К окошку кассы на пристани Риальто стоит очередь японцев. Рита забавляется тем, что, обойдя их сзади, внезапно появляется у них перед камерами. Она представляет себе, как ее голова возникнет на экране в Токио или в Осаке, нечто расплывчато-коричневое на фоне белого мрамора моста и рыночной толчеи.
Не требуя объяснений у Эннио, она вслед за ним садится на вапоретто[2] первой линии, несмотря на духоту, тоже заходит в каюту. Чтобы заглушить тревогу, перед каждой остановкой пытается угадать, сколько народу сейчас сойдет. Эннио, очевидно, не намерен сходить до конечной станции.

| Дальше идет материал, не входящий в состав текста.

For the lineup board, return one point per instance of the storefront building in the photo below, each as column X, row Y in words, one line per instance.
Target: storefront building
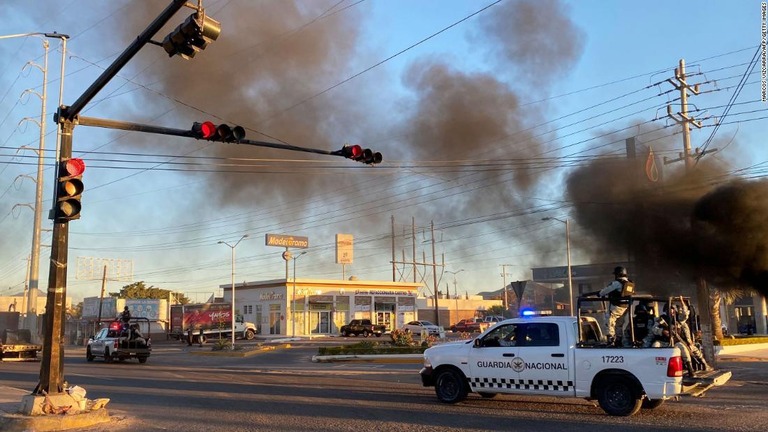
column 305, row 307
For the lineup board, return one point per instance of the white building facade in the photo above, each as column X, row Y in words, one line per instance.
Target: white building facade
column 306, row 307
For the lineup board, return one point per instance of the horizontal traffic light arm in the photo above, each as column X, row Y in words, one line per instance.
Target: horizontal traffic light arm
column 138, row 127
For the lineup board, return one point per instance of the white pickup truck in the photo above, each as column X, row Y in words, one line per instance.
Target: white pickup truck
column 550, row 356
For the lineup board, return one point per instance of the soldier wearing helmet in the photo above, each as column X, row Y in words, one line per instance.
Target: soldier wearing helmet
column 618, row 307
column 671, row 329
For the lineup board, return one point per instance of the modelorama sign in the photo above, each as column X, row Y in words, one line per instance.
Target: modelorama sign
column 287, row 241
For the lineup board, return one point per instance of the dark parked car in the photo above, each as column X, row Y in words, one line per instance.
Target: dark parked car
column 362, row 327
column 470, row 325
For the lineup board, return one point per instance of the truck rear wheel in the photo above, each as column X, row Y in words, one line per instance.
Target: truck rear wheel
column 450, row 386
column 619, row 396
column 652, row 404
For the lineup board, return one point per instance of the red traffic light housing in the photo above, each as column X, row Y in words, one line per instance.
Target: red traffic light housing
column 192, row 36
column 70, row 187
column 355, row 152
column 209, row 131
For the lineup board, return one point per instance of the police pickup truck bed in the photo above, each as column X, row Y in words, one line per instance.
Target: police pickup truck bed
column 119, row 341
column 547, row 356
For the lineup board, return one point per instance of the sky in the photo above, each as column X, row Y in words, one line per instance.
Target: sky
column 490, row 115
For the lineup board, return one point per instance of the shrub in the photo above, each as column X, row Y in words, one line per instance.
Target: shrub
column 401, row 338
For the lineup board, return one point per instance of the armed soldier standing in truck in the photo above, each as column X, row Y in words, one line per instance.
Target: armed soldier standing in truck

На Лидо, перед экономично вытянутыми вверх летними домиками, Эннио прыгает в такси, опять без единого слова, опять метнув на нее повелительный взгляд, не терпящий возражений. Виа Мануцио, коротко бросает он, листая рекламный проспект, который взял с заднего сиденья, когда садился. Больше всего ей хочется сейчас крикнуть ему: — Куда? — но она надеется, что эта необычная поездка на такси окончится вполне буднично и ее предположение, что он знает, может оказаться ошибкой, а потому сдерживается, чтобы не выдать себя и не укрепить его подозрения.
Следя за белыми точками, она вспоминает: в предпоследний раз Альдо говорил ей, что чайки бывают разные — чайки-хохотуньи, чайки-рыболовы, черноголовые чайки, но какая разница между ними, у нее из головы вылетело, ей сейчас не до чаек, она невольно думает только об Эннио: мальчишкой он выходил в море, чтобы ловить на удочку чаек. Он и его друзья закидывали удочки, насадив на крючок рыбьи внутренности, ждали, пока чайки клюнут, после чего заводили мотор и вмиг срывались с места. Из-за резкого старта морские птицы накалывались на крючок, их выдергивали из воды, и под конец они с возрастающей скоростью порхали все выше над лодкой. На полном ходу чайки на лесках казались живыми воздушными шариками, но стоило выключить мотор, как они падали обратно в море с окровавленными клювами.
Что ему понадобилось на Виа Мануцио, думает она, искоса поглядывая на него. Эннио складывает проспект, вертит его в руках. По его лицу ничего нельзя прочесть. Когда за домами Сан-Николо показываются высокие деревья еврейского кладбища, он велит таксисту причалить и подождать. Рита выходит, огибает корму, останавливается возле багажника. Объясни мне… — начинает она, но Эннио со всего размаху бьет ее по лицу. Она отшатывается назад, спотыкается, теряет туфли. Ничего я не стану тебе объяснять. Вон там — он указывает рукой на дом Альдо, — там твое место, оставайся, где тебе полагается.